А кто спровоцировал заговор Шестнадцати при Генрихе Третьем? Никто другой, кроме этих презренных смертных. Разделив Париж на участки, они сеяли страх и ужас повсюду, обагряя столицу потоками крови. Кто оставил потомству в анналах истории гнусную память — День баррикад, это презренное восстание?

Сердце мое обливается кровью, оно перестает биться… Лучше прервать рассказ. Повествование о злодействах, которыми этот мерзкий разряд людей запятнал нашу родину, подорвало силы моей души. Вот они, ревностные защитники общественного блага, пытающиеся скрыть от граждан свои преступления, но всегда готовые предать гласности мельчайшие прегрешения прочих! Они используют повязку Фемиды, дабы ослеплять глупцов, продолжающих им верить, тогда как суровый меч правосудия обрушивается на тех, кто отваживается разоблачить их.

Вот они, добродетельные и совестливые граждане, на века запятнавшие себя кровью собственных братьев, неизменно готовые поднять бунт, нетерпеливые, фанатичные гонители, мятежники и убийцы! Им уже не хватает несчастных жертв, которые попадают им в руки в силу нелепого свода законов.
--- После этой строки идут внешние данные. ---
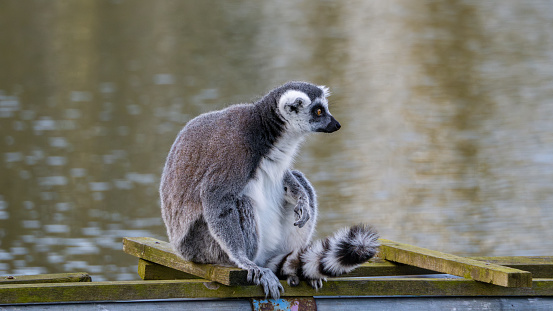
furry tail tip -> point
(340, 253)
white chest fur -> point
(267, 193)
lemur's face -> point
(305, 115)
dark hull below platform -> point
(326, 303)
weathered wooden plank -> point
(455, 265)
(539, 266)
(140, 290)
(162, 253)
(152, 271)
(45, 278)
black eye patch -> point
(318, 110)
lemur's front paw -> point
(302, 215)
(316, 283)
(293, 280)
(266, 278)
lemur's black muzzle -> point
(332, 126)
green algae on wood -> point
(162, 253)
(170, 289)
(539, 266)
(454, 265)
(152, 271)
(45, 278)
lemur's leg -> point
(237, 238)
(301, 214)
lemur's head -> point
(304, 108)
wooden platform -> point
(394, 274)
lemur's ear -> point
(295, 105)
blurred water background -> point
(446, 110)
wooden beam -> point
(152, 271)
(162, 253)
(45, 278)
(455, 265)
(539, 266)
(170, 289)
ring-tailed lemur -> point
(229, 196)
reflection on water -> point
(446, 142)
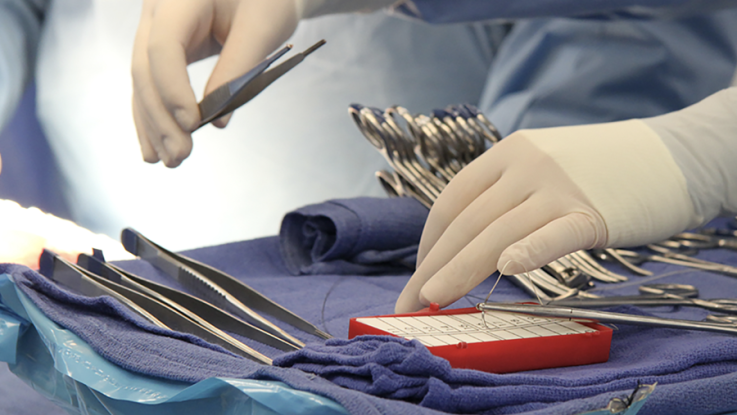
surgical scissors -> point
(606, 317)
(700, 241)
(657, 295)
(678, 259)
Желая увеличить число таких жертв, они осмеливаются нагло поощрять ложь и клевету, копаются в частных делах семей, стремятся разузнать самые сокровенные тайны супругов. Этими беззакониями они думают укрепить репутацию неутомимых защитников нравственности, которую ни один гражданин, кроме них, не вправе безнаказанно оскорблять:

Вот они, палачи своих сограждан,[52] гонители невинности,[53] нарушители общественного спокойствия,[54] предатели родины,[55] вот они, эти надменные судьи. Из-за какого же дурацкого предрассудка мы должны оказывать им почтение, когда они заслуживают одного лишь презрения, строгого наказания и общественного поругания?

Судьи, говорил я себе, разумеется, нужны, но они обязаны отправлять правосудие и не вмешиваться в другие государственные дела. Пускай же на эти почетные должности будут избираться достойнейшие граждане, и самое главное — нельзя продавать за деньги право судить себе подобных. В противном случае место судей займут мошенники, ибо человек, купив себе должность судьи, прежде чем вынести по вашему делу справедливый приговор, постарается возместить свои первоначальные расходы.

Законы тоже необходимы — допустим и это. Но разве тот, кто их нарушил, размышлял я, обязательно должен караться смертью? Не приведи Господь! Один лишь Бог может располагать человеческой жизнью, и я счел бы себя преступником, если хоть на миг осмелился бы присвоить себе его права. Вы, европейцы, привыкнув изображать Господа в виде какого-то кровожадного дикаря, выдумали место ужасных пыток, куда якобы отправляются все осужденные Господом на муки. Изобретая новые виды убийств и мучений, вы, таким образом, надеялись подражать божественной справедливости. Но вы совершенно упустили из виду то, что тяжелейшее из преступлений — уничтожение себе подобных — оправдывается, повторяю это еще раз, химерой, плодом вашего воображения.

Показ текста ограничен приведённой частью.